To prove, if $p$ is a prime and $p|a^2+b^2, \space p|b^2+c^2$, then $p|a, p|b, p|a^2-c^2$.
$$p|a^2+b^2\\p|b^2+c^2\\ \therefore p|a^2+b^2+b^2+c^2\space\space \text {i.e.}\space \space p|a^2+2b^2+c^2 \space \text {or}\\ p|a^2+b^2-b^2-c^2,\space\space \text {i.e.}\space \space p|a^2-c^2\\ \therefore p|(a+c)\space\space \text {or}\space\space p|(a-c)\\ \Rightarrow p|a+c+a-c \space\space \text {i.e.}\space \space p|2a \space\space \text {i.e.}\space \space p|2 \space\space \text{or} \space \space p|a \\ \text{Similarly}\space\space p|a+c-a+c, \therefore p|2 \space \space \text{or}\space\space p|c\\ \space\\\text{Since},\space \space p|a,\space\\\text{then},p|a^2 \space \space \space\\\text{and},\space \space p|a^2+b^2\\ \space \\\text{Hence}\space\space p|b^2, ( \because p \space\space\text {is prime}\space),\\ \therefore p|b $$..
Does it correctly complete the proof?

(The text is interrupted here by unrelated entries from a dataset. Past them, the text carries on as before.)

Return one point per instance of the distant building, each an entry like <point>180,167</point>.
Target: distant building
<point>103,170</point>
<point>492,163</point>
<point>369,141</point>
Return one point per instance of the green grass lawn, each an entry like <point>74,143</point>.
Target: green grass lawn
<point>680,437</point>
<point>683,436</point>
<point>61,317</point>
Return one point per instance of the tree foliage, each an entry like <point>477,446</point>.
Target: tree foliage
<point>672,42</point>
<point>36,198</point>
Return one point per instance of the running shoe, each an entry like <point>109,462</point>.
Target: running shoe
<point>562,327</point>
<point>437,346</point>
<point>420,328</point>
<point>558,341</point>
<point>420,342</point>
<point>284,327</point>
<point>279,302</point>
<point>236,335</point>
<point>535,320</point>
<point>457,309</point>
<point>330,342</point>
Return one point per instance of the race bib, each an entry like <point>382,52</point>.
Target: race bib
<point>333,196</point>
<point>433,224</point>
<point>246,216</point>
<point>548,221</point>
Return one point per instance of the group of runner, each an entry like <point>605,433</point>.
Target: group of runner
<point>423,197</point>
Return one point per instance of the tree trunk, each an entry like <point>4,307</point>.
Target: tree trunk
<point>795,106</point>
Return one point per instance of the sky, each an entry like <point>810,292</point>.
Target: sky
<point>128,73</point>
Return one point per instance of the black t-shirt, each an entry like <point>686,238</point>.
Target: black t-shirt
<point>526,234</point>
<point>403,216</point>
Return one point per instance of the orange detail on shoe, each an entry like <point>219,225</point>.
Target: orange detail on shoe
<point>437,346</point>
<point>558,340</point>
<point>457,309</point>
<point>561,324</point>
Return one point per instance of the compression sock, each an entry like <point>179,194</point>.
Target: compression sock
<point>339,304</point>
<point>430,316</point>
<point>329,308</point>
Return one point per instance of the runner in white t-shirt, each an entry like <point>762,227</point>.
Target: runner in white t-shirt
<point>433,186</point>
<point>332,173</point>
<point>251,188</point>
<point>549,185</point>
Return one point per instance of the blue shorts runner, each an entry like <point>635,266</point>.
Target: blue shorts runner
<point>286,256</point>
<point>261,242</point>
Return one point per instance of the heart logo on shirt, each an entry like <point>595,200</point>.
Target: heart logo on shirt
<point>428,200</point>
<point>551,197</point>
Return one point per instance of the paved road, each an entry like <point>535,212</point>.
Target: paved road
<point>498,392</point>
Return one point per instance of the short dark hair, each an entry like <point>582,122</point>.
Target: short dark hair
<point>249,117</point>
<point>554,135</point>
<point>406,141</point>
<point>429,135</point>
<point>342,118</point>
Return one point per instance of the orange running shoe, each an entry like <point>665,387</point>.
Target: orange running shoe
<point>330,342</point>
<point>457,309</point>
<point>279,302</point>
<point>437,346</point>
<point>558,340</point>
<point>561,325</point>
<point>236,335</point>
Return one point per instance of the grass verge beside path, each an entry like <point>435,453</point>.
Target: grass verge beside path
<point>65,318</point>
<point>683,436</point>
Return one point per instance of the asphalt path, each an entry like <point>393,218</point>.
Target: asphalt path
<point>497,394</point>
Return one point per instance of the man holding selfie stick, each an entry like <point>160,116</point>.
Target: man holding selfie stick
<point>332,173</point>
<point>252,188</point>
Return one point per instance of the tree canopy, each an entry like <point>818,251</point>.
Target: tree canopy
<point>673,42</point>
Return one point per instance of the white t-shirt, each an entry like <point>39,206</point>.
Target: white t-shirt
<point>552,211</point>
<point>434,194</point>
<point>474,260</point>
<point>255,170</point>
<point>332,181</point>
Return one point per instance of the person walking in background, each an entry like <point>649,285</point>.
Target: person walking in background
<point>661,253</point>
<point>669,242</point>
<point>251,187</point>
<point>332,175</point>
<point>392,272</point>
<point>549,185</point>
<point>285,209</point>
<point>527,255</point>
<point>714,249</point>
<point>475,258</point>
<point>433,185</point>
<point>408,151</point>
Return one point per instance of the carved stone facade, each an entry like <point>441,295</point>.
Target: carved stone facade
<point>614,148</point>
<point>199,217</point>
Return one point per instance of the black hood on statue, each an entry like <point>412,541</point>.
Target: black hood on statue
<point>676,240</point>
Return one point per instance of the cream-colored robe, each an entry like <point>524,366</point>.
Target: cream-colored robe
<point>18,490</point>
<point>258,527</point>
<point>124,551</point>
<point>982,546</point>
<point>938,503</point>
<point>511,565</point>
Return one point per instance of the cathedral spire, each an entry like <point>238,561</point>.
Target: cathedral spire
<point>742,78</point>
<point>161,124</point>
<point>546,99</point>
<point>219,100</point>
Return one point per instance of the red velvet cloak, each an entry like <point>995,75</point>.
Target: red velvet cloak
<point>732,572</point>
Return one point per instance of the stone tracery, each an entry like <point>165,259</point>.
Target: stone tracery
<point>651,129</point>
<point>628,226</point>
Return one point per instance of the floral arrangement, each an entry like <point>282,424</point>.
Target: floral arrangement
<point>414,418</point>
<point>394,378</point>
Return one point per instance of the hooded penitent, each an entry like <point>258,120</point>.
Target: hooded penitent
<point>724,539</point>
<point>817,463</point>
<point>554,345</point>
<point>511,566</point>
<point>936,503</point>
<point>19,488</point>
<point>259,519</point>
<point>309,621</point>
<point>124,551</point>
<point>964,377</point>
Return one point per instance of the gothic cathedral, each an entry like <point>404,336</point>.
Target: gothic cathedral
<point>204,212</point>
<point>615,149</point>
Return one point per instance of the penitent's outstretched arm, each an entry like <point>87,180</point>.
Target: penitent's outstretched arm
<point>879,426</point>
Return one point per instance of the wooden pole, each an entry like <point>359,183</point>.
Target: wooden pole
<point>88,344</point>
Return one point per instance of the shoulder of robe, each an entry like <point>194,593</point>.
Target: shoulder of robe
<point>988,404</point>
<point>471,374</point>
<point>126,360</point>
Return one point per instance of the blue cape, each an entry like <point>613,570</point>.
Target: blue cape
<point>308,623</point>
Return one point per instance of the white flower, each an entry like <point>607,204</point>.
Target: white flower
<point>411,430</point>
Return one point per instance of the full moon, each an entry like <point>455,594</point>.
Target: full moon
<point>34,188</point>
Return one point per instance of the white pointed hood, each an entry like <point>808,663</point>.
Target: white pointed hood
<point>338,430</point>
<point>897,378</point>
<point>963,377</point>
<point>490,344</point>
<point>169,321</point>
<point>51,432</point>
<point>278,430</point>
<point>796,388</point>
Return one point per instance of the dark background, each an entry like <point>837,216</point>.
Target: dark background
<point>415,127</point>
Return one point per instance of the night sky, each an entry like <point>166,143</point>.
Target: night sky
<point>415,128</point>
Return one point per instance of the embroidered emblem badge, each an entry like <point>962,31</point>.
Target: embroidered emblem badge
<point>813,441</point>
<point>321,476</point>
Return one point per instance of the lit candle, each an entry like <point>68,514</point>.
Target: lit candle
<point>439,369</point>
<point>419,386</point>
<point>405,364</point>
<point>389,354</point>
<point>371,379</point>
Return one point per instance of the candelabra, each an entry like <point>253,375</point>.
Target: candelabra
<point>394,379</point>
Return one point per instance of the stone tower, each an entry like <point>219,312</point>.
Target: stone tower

Or if possible kindly provide a alternative short way to prove. Any suggestion is precious and appreciated.
It is quite easy to see your theorem isn't true. Take $a=c$, and it reduces to
This obviously isn't true, take for example $p=5$, $a=2$ and $b=1$ (and those translate to $(a,b,c,p)=(2,1,2,5)$).